Magellanic Clouds - Characteristics

Characteristics

The Large Magellanic Cloud and its neighbour and relative, the Small Magellanic Cloud, are conspicuous objects in the southern hemisphere, looking like separated pieces of the Milky Way to the naked eye. Roughly 21° apart in the night sky, the true distance between them is roughly 75,000 light-years. Until the discovery of the Sagittarius Dwarf Elliptical Galaxy in 1994, they were the closest known galaxies to our own. The LMC lies about 160,000 light years away, while the SMC is around 200,000. The LMC is about twice the diameter of the SMC (14,000 ly and 7,000 ly respectively). For comparison, the Milky Way is about 100,000 ly across.

Astronomers have long believed that the Magellanic Clouds have orbited the Milky Way at approximately their current distances, but evidence suggests that it is rare for them to come as close to the Milky Way as they are now. Observation and theoretical evidence suggest that the Magellanic Clouds have both been greatly distorted by tidal interaction with the Milky Way as they travel close to it. Streams of neutral hydrogen connect them to the Milky Way and to each other, and both resemble disrupted barred spiral galaxies.
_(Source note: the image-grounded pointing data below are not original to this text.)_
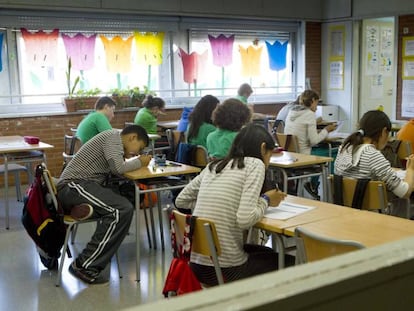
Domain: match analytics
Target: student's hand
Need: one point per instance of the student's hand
(331, 127)
(275, 197)
(145, 159)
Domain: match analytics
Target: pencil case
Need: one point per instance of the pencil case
(32, 140)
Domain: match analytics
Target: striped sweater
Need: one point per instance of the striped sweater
(100, 156)
(368, 162)
(232, 200)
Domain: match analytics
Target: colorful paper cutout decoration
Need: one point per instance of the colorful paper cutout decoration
(1, 51)
(81, 50)
(118, 53)
(277, 55)
(222, 48)
(41, 47)
(250, 58)
(149, 47)
(194, 65)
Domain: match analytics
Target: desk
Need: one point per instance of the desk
(288, 161)
(15, 150)
(322, 210)
(168, 124)
(366, 227)
(151, 172)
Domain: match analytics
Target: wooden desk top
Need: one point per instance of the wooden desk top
(168, 124)
(368, 228)
(12, 144)
(152, 171)
(287, 159)
(322, 211)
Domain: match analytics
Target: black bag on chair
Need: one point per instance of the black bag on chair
(43, 222)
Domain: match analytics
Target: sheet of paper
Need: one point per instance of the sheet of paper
(401, 173)
(286, 210)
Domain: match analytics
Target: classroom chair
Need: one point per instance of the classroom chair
(311, 246)
(15, 169)
(372, 198)
(287, 142)
(205, 240)
(69, 222)
(71, 144)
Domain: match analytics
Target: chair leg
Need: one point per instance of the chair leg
(17, 184)
(74, 230)
(118, 265)
(62, 258)
(154, 237)
(161, 223)
(144, 210)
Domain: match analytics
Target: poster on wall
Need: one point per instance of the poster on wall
(407, 99)
(336, 57)
(372, 49)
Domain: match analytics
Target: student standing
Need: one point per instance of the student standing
(201, 123)
(228, 192)
(82, 183)
(301, 122)
(97, 121)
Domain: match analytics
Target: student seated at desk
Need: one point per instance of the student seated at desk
(360, 155)
(229, 117)
(228, 191)
(82, 183)
(201, 123)
(148, 115)
(97, 121)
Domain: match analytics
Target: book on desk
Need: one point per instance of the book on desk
(286, 210)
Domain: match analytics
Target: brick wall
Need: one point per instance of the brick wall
(405, 23)
(51, 130)
(313, 54)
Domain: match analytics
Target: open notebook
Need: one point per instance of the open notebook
(286, 210)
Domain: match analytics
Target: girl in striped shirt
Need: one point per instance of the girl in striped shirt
(228, 192)
(360, 155)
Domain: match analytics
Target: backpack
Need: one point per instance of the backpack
(390, 152)
(181, 279)
(43, 221)
(185, 153)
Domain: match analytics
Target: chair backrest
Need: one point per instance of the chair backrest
(312, 247)
(374, 198)
(205, 239)
(72, 143)
(287, 142)
(404, 151)
(275, 126)
(174, 137)
(200, 156)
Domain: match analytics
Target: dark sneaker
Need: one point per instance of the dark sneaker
(310, 189)
(51, 263)
(90, 276)
(81, 212)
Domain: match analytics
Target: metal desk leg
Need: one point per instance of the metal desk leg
(324, 177)
(280, 248)
(285, 181)
(6, 191)
(137, 230)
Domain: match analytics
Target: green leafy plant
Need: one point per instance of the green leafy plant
(71, 88)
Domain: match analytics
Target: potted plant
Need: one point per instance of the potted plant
(130, 97)
(81, 99)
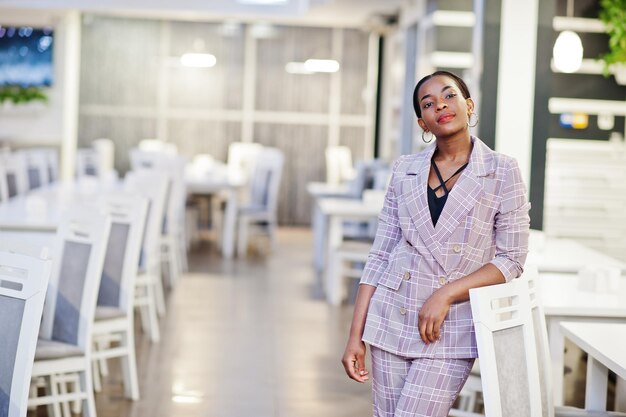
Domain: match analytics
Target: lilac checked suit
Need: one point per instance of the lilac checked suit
(485, 220)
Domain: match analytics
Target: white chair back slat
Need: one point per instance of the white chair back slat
(82, 239)
(15, 174)
(153, 186)
(507, 351)
(128, 218)
(87, 162)
(36, 168)
(265, 183)
(23, 285)
(242, 158)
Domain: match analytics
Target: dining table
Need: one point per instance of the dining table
(595, 299)
(218, 179)
(604, 344)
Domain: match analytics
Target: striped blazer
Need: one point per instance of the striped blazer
(485, 220)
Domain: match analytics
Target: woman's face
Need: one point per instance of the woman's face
(445, 111)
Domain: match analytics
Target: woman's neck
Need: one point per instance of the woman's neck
(454, 149)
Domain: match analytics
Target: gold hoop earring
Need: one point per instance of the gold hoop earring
(469, 120)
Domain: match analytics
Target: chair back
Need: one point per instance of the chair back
(82, 239)
(23, 283)
(105, 148)
(36, 167)
(128, 217)
(339, 164)
(15, 174)
(265, 183)
(87, 162)
(4, 187)
(541, 339)
(153, 186)
(242, 158)
(174, 167)
(506, 348)
(156, 145)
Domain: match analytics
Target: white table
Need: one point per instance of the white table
(41, 209)
(337, 211)
(319, 224)
(605, 345)
(220, 181)
(566, 255)
(567, 298)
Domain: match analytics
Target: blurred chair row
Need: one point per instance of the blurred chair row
(27, 169)
(512, 339)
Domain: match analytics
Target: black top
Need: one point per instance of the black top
(435, 204)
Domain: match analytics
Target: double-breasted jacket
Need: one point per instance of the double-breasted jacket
(485, 220)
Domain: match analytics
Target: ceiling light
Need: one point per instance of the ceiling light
(263, 2)
(568, 52)
(198, 60)
(321, 65)
(297, 68)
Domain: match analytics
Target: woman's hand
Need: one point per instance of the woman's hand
(432, 314)
(354, 360)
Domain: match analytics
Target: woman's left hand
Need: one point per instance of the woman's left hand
(432, 314)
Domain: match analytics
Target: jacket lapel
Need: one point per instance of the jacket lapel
(466, 192)
(417, 200)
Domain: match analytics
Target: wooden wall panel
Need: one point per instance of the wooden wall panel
(125, 132)
(276, 90)
(119, 61)
(304, 161)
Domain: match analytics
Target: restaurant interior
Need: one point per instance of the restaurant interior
(189, 192)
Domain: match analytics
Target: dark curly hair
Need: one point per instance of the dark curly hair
(458, 81)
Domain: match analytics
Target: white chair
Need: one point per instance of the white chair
(156, 145)
(105, 148)
(149, 294)
(263, 205)
(15, 174)
(114, 312)
(543, 354)
(242, 158)
(23, 284)
(64, 345)
(87, 162)
(339, 164)
(349, 253)
(173, 241)
(36, 167)
(4, 186)
(506, 347)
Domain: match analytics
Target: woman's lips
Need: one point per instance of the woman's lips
(445, 118)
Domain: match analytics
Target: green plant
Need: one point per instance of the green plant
(613, 15)
(19, 95)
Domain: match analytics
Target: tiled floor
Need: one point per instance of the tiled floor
(245, 338)
(249, 338)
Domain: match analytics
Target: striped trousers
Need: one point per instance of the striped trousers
(415, 387)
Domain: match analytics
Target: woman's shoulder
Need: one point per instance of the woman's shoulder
(500, 161)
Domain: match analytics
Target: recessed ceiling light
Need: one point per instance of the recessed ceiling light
(263, 2)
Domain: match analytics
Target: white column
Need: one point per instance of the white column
(516, 81)
(334, 116)
(71, 82)
(249, 86)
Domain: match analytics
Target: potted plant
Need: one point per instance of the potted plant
(613, 15)
(18, 95)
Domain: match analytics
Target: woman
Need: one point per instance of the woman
(455, 217)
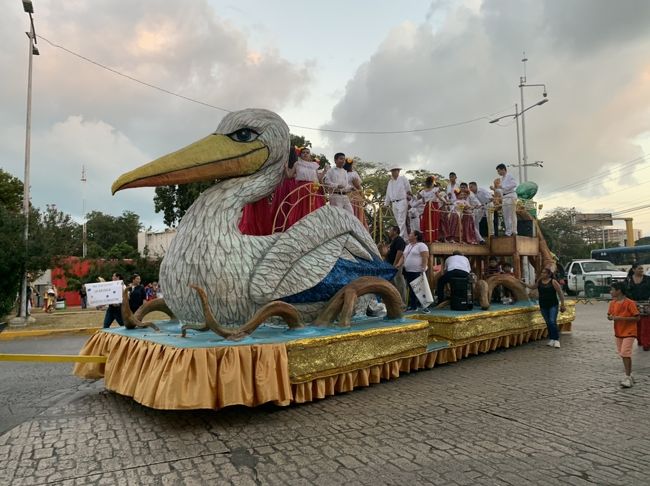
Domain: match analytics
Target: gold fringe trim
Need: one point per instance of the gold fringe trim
(344, 382)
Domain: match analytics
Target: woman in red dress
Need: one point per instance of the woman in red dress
(430, 219)
(308, 195)
(637, 288)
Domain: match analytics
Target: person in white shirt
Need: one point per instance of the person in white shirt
(416, 208)
(451, 187)
(479, 198)
(336, 182)
(509, 197)
(398, 193)
(416, 260)
(456, 266)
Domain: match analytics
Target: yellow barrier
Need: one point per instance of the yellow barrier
(53, 358)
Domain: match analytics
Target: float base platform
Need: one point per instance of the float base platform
(203, 371)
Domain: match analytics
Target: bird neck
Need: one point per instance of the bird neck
(224, 201)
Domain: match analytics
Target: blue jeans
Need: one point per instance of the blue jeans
(550, 316)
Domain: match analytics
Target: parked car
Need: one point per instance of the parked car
(593, 277)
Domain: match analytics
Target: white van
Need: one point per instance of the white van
(593, 277)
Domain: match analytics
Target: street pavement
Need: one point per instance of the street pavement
(527, 415)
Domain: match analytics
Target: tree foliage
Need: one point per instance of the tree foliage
(11, 192)
(565, 238)
(112, 236)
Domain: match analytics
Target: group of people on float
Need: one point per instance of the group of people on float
(303, 189)
(455, 214)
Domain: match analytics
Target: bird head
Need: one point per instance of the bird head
(245, 142)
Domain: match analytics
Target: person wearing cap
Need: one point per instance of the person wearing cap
(337, 184)
(509, 199)
(356, 195)
(398, 192)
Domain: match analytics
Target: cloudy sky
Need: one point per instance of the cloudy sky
(368, 65)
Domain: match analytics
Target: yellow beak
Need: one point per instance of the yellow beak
(213, 157)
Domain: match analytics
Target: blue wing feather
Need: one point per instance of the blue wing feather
(343, 272)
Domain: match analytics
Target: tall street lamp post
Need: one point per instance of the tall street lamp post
(516, 115)
(522, 85)
(23, 315)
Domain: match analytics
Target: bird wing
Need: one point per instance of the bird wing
(305, 254)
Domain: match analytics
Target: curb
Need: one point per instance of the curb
(10, 335)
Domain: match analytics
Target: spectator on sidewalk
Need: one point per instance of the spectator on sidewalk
(137, 294)
(114, 311)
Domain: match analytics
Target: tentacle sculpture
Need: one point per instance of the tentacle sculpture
(277, 308)
(342, 305)
(511, 283)
(132, 321)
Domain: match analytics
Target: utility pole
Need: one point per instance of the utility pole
(23, 314)
(83, 211)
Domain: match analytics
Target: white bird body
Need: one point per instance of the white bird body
(240, 273)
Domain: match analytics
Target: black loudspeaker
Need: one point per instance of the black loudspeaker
(461, 294)
(524, 227)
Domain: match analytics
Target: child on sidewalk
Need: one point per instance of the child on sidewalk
(625, 314)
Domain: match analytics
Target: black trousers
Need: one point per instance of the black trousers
(409, 277)
(445, 279)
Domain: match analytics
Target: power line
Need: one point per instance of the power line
(588, 180)
(209, 105)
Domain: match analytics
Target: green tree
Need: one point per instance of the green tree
(566, 239)
(116, 234)
(11, 192)
(12, 257)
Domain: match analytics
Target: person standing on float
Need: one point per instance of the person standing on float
(398, 192)
(509, 199)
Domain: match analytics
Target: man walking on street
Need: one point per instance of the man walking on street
(625, 314)
(114, 311)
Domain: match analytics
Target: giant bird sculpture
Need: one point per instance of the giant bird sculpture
(213, 271)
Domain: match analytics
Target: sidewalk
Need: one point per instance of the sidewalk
(73, 320)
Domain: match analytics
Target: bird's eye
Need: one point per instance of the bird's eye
(244, 135)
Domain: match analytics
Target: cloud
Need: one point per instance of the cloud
(468, 65)
(85, 114)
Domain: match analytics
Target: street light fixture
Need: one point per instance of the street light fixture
(516, 116)
(522, 85)
(23, 316)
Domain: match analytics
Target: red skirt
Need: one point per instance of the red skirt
(309, 197)
(453, 227)
(643, 332)
(469, 229)
(430, 222)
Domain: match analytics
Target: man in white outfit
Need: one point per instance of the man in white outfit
(509, 197)
(398, 193)
(336, 182)
(479, 197)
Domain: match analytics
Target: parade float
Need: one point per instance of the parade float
(272, 318)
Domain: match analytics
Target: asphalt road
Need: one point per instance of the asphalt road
(526, 415)
(26, 388)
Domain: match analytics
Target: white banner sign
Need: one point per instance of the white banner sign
(103, 293)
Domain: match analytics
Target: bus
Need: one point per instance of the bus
(623, 256)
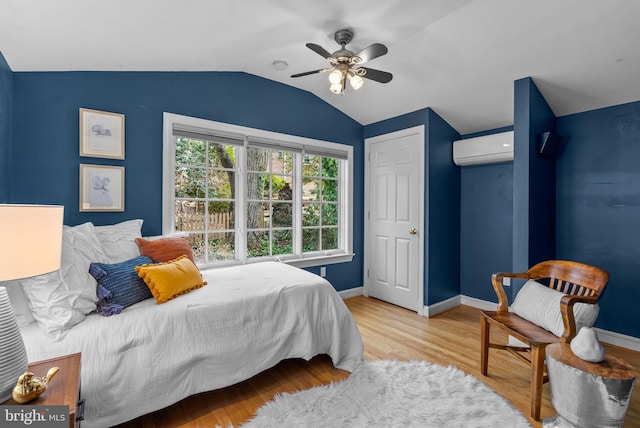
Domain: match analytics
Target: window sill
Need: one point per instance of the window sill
(320, 260)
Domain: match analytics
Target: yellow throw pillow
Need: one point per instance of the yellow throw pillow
(171, 279)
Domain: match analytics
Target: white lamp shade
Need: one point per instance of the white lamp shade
(30, 245)
(30, 240)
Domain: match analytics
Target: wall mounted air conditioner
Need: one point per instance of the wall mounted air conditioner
(486, 149)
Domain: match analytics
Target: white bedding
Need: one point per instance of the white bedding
(246, 320)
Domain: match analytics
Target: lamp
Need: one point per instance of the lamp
(30, 244)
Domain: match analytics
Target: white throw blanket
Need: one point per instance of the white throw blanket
(246, 320)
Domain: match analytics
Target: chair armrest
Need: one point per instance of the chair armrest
(496, 280)
(568, 318)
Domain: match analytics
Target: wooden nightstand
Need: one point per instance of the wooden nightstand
(64, 388)
(587, 394)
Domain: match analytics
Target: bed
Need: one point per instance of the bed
(246, 320)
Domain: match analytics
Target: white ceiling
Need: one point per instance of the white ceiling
(459, 57)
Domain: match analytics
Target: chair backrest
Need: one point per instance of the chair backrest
(573, 278)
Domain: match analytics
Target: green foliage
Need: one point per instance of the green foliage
(320, 176)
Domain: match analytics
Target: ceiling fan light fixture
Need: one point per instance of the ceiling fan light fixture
(355, 80)
(336, 88)
(335, 77)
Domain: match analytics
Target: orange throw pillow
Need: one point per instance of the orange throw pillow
(165, 249)
(171, 279)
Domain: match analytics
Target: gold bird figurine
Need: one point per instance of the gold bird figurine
(29, 387)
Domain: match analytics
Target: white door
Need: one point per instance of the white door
(394, 202)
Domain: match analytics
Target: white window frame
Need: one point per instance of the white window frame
(345, 254)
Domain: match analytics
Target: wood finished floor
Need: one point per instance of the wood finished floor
(388, 332)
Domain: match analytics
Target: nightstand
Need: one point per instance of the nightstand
(64, 388)
(585, 394)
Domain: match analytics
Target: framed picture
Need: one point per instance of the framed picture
(101, 188)
(101, 134)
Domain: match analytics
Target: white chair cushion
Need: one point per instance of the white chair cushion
(541, 305)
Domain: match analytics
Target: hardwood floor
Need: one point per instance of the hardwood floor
(388, 332)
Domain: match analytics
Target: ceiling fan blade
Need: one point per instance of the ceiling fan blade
(319, 50)
(309, 72)
(377, 75)
(371, 52)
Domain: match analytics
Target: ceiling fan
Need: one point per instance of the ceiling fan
(345, 65)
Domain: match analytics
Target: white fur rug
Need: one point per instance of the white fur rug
(393, 394)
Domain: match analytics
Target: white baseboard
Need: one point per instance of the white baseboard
(610, 337)
(605, 336)
(440, 307)
(352, 292)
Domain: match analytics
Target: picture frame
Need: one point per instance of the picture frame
(101, 134)
(101, 188)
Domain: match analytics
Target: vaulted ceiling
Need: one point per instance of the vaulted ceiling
(459, 57)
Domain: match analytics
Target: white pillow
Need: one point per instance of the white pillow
(50, 304)
(80, 248)
(170, 235)
(119, 240)
(541, 305)
(61, 299)
(19, 302)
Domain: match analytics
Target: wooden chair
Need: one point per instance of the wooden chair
(579, 282)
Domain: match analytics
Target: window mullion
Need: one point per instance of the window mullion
(297, 204)
(242, 202)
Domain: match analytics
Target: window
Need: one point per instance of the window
(246, 195)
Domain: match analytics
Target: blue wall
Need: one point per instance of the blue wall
(442, 201)
(486, 224)
(46, 143)
(534, 180)
(598, 205)
(6, 106)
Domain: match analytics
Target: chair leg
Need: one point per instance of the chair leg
(537, 372)
(484, 345)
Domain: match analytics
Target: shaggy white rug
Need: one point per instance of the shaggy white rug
(393, 394)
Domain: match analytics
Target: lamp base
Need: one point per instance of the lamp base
(13, 355)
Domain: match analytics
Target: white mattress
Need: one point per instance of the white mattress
(246, 320)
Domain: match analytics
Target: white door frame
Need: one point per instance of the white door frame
(419, 130)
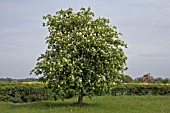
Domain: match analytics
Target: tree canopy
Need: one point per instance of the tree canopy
(84, 54)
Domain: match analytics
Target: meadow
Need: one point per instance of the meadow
(98, 104)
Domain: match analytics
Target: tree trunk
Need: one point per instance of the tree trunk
(80, 99)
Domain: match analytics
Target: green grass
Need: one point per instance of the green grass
(98, 104)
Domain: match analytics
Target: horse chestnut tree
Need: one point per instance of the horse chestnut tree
(84, 54)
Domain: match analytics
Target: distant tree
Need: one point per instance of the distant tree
(84, 54)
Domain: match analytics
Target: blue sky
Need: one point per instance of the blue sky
(145, 25)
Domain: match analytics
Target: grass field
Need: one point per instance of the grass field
(98, 104)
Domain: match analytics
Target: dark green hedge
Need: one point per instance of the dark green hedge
(19, 92)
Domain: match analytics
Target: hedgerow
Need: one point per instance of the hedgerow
(20, 92)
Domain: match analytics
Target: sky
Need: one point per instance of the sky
(145, 25)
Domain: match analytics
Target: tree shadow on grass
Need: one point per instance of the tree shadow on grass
(53, 104)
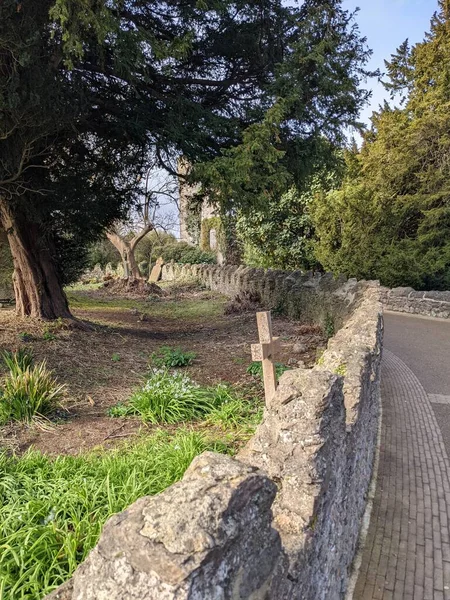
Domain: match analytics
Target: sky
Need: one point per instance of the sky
(386, 24)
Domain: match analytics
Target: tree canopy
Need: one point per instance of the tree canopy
(88, 89)
(391, 218)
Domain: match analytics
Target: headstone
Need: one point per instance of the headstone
(155, 275)
(212, 239)
(265, 351)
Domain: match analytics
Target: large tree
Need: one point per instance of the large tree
(391, 218)
(315, 97)
(88, 88)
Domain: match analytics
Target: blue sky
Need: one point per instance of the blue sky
(386, 24)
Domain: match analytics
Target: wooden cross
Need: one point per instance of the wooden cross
(265, 351)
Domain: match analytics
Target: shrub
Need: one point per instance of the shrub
(53, 510)
(27, 391)
(172, 357)
(169, 398)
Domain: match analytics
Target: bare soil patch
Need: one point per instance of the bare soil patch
(103, 366)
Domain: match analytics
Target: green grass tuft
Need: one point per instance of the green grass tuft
(52, 510)
(27, 391)
(168, 397)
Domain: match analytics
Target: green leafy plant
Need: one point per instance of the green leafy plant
(233, 410)
(27, 391)
(119, 410)
(25, 337)
(255, 369)
(169, 398)
(329, 326)
(341, 369)
(172, 357)
(48, 336)
(52, 511)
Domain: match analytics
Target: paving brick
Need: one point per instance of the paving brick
(407, 550)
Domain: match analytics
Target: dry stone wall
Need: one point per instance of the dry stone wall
(281, 521)
(406, 299)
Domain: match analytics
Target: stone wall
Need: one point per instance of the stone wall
(281, 521)
(405, 299)
(311, 298)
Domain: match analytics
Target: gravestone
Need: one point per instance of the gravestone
(155, 275)
(213, 239)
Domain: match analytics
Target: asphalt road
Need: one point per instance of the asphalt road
(424, 345)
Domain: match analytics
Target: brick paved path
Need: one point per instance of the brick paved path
(407, 550)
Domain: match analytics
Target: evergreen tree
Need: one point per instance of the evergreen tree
(391, 220)
(314, 97)
(88, 89)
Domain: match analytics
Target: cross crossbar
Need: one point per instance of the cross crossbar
(265, 352)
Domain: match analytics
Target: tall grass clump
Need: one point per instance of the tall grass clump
(168, 397)
(52, 510)
(27, 391)
(232, 410)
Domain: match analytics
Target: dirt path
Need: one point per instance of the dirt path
(102, 367)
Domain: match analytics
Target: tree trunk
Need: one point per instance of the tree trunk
(37, 283)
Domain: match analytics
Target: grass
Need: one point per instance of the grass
(172, 357)
(168, 397)
(52, 510)
(27, 391)
(188, 309)
(233, 410)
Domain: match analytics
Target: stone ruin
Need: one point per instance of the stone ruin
(281, 520)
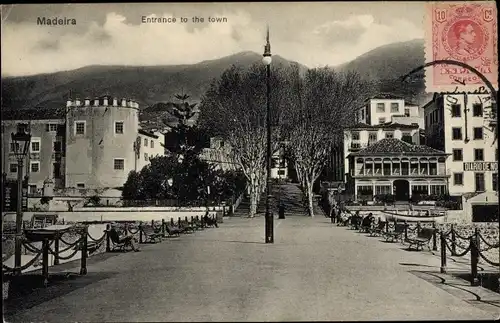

Their gravity has affected the Milky Way as well, distorting the outer parts of the galactic disk.

Aside from their different structure and lower mass, they differ from our Galaxy in two major ways. First, they are gas-rich; a higher fraction of their mass is hydrogen and helium compared to the Milky Way. They are also more metal-poor than the Milky Way; the youngest stars in the LMC and SMC have a metallicity of 0.5 and 0.25 times solar, respectively. Both are noted for their nebulae and young stellar populations, but as in our own Galaxy their stars range from the very young to the very old, indicating a long stellar formation history.(Chaisson and McMillan)

The Large Magellanic Cloud was host galaxy to a supernova (SN 1987A), the brightest observed in over four centuries.

A recent paper referenced in a Discovery Magazine blog suggests that the clouds may be ejected from a collision that formed the Andromeda Galaxy 6 billion years ago. However, this is an unlikely scenario, and many astronomers believe the Magellanic Clouds are natural remnants of the hierarchical process of galaxy formation that formed our Milky Way Galaxy.